I am getting exasperated! I have been acting for a number of residents in St Helier No.1 District who “swear blind” as the expression goes, that they filled in their voter registration form and returned it to the Town Hall in person, yet are not currently registered to vote. If the Town Hall says they did not receive one’s voter registration form what does one do?
The answer is not very much. How can one prove that a form was delivered? I am not talking here about something lost in the post. This is hand delivered and passed across the counter to the clerk. The answer remains, not very much.
I have a personal anecdote from my own canvassing back in June of this year when I visited a housing estate and received a very sympathetic hearing from one man who said that both he and his daughters would be completing their pink coloured voter registration form (i.e. the one sent by the Parish to the occupier of each unit of accommodation) that very night, with a view to voting in October. When I checked the register of voters in late August I noted that this gentleman and his daughters were not registered. I found it so odd, especially as I had such positive indications from the man that he would be registering, that I went back his home. I arrived just as he was pulling up into the drive in his van. I questioned him and he confirmed that he had indeed filled the form in, got the daughters to sign and returned it to the Town Hall in person himself the following day or at least a few days later.
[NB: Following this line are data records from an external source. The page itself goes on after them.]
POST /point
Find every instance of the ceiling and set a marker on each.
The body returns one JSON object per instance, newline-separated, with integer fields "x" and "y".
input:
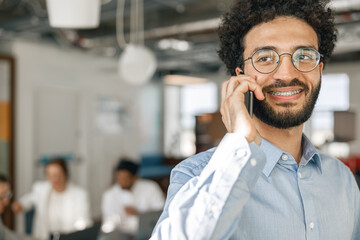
{"x": 182, "y": 33}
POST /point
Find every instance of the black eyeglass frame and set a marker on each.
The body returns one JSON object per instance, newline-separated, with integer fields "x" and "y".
{"x": 278, "y": 62}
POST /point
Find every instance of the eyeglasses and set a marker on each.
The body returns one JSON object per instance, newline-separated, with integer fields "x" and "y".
{"x": 267, "y": 60}
{"x": 6, "y": 196}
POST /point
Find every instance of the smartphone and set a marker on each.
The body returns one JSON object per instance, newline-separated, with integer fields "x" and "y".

I told him he was not registered and naturally he was perplexed. I told him not to get furious but to complete a new form, get the daughters to sign it and that I would return it to the Town Hall for processing. That is precisely what happened and he and his daughters are registered to vote.
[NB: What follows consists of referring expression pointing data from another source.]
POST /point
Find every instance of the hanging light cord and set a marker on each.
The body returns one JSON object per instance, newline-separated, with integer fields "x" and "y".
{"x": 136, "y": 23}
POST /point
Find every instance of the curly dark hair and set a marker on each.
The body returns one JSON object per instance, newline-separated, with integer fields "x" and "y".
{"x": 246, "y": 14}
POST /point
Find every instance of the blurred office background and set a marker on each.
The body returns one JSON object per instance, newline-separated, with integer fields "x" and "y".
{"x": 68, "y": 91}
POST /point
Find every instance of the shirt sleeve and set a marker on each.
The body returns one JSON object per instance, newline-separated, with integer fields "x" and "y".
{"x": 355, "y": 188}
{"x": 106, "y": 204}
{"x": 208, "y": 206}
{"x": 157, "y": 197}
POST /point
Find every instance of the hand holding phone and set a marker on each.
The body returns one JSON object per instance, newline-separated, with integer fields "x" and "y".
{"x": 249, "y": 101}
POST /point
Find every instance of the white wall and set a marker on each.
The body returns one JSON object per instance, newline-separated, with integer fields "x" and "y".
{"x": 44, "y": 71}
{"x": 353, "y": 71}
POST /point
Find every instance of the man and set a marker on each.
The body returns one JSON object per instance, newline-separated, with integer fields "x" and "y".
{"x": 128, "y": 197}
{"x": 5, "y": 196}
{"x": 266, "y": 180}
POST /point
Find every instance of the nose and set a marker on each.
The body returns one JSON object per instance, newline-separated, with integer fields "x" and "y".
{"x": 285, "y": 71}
I also have several examples of cases where forms I submitted on behalf of those registered as part of general voter registration drives were simply not processed. Fortunately, I had retained photocopies as evidence. These copies were then duly processed.
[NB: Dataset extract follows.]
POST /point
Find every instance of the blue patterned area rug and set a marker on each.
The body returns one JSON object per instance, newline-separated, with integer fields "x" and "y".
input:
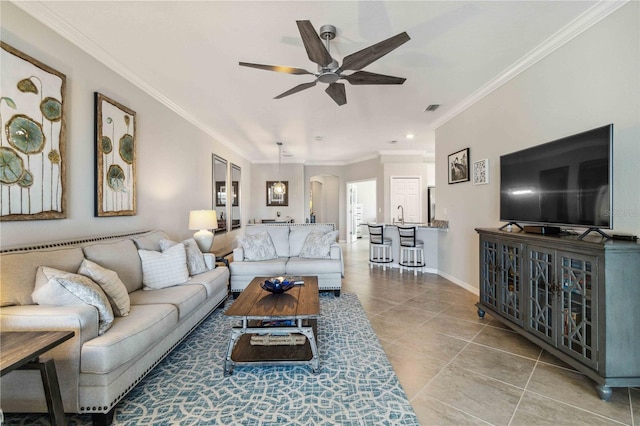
{"x": 356, "y": 384}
So what is the lesson to be learnt? There must be a fundamental review of the process by which parishes register individuals to vote. If they cannot do the job efficiently then the States must centralise the process and appoint an island wide electoral registrar with adequate resources. That organ could then run democracy awareness programmes amongst islanders, including the mass registration of 16 year olds at school.
In St Helier No.1 District there are around 5000 registered to vote. I know from canvassing that at least a further 20% to 30% are not registered. This means between one or two thousand people are missing from the electoral roll. Working class housing estates, especially social housing, suffer most. Some households may well be ineligible, not having the requisite two years residence, but my experience indicates these are few. Examples would be those occupying premises under “J” category licences. The majority are working class people for whom politics and politicians is a matter of indifference or total exasperation. The latter category is by far the largest.
I spoke to the Portuguese lady who runs a nearby newsagents and she just exploded when I mentioned voting in elections in Jersey. Having been in the island for 36 years she was angry beyond discussion. I did not get a chance to ask her if she was registered to vote as she had no intention of legitimising by her vote something she considered a cesspit of excrement. The indifference of government and long unmet needs of the working class leads to disaffection.
No one takes seriously the high levels of voter abstention in the island and the implications this has for the legitimacy of governments and democracy generally. The decrepit and ancient methods must be reformed root and branch. It must be a priority for the immediate post election period. It might be my first Proposition to the States!